Thread: scanf is not working

The below program don't work. I don't know why. Please help

Code:

#include <stdio.h>
#include <conio.h>
#include <string.h>
int main ()
{
char str1[30];
char str2[30];
clrscr ();
printf ("Please enter string1 and then string2\n");
scanf ("str1 = %s \n str2 = %s", &str1, &str2);
getch ();
return 0;
}

@bernt,

Thank you but I cannot understand what you mean.

@king mir
I tried putting 29 as you suggested but still it didn't work.

Any string literal you specify to scanf, is expected as input, exactly as you specified it.

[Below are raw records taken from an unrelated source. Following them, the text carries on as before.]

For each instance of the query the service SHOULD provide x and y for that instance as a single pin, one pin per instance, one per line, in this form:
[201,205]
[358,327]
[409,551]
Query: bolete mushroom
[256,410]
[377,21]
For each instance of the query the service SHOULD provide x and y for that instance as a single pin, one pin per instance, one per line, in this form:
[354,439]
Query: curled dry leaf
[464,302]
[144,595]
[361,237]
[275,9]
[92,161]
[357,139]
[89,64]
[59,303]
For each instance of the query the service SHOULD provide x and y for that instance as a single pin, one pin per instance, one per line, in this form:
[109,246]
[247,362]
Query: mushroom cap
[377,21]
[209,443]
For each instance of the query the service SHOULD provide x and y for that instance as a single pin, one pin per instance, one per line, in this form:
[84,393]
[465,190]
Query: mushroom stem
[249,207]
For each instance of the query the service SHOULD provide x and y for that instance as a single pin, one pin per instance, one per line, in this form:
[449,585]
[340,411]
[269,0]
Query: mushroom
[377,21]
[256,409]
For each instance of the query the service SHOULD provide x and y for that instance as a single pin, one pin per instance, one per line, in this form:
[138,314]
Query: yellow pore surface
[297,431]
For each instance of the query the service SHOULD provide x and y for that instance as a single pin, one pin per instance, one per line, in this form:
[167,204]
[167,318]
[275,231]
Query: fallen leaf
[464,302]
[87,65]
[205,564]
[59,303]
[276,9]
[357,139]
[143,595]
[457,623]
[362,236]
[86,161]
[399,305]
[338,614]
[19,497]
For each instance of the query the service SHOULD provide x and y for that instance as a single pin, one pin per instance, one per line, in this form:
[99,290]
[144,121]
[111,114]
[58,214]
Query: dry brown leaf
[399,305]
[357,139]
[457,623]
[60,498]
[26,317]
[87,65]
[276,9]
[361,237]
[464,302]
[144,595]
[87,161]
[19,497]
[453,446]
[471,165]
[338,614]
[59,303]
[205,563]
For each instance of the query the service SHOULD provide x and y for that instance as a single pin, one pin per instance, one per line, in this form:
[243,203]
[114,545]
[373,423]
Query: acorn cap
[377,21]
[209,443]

So you expect a user to type <str1 = something> literally. If the user enters anything outside of your specification, scanf will fail.

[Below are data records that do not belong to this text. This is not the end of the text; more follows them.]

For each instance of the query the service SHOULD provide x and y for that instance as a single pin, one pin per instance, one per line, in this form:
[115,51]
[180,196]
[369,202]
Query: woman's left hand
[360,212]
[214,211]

No, the input entered is just two words like "room", "table". It was showing some weird output....but when I replaced scanf with gets(str1) and gets (str2). It works perfect.

Originally Posted by learning_grc

No, the input entered is just two words like "room", "table". It was showing some weird output....but when I replaced scanf with gets(str1) and gets (str2). It works perfect.

Did you try...

Code:

scanf(" %s %s",str1,str2);

scanf() does pattern matching. I you put a bunch of junk into the formatter string, then your user has to type that stuff to make it work.

@commontater
yes it's working but I never thought about to try in that way because I learned in scanf we must use the symbol "&" after comma.

Originally Posted by learning_grc

@commontater
yes it's working but I never thought about to try in that way because I learned in scanf we must use the symbol "&" after comma.

Yes Scanf() expects pointers for it's conversions.

However, an array's name is a pointer to the array, thus a string array is already a pointer so you don't need the address of operator.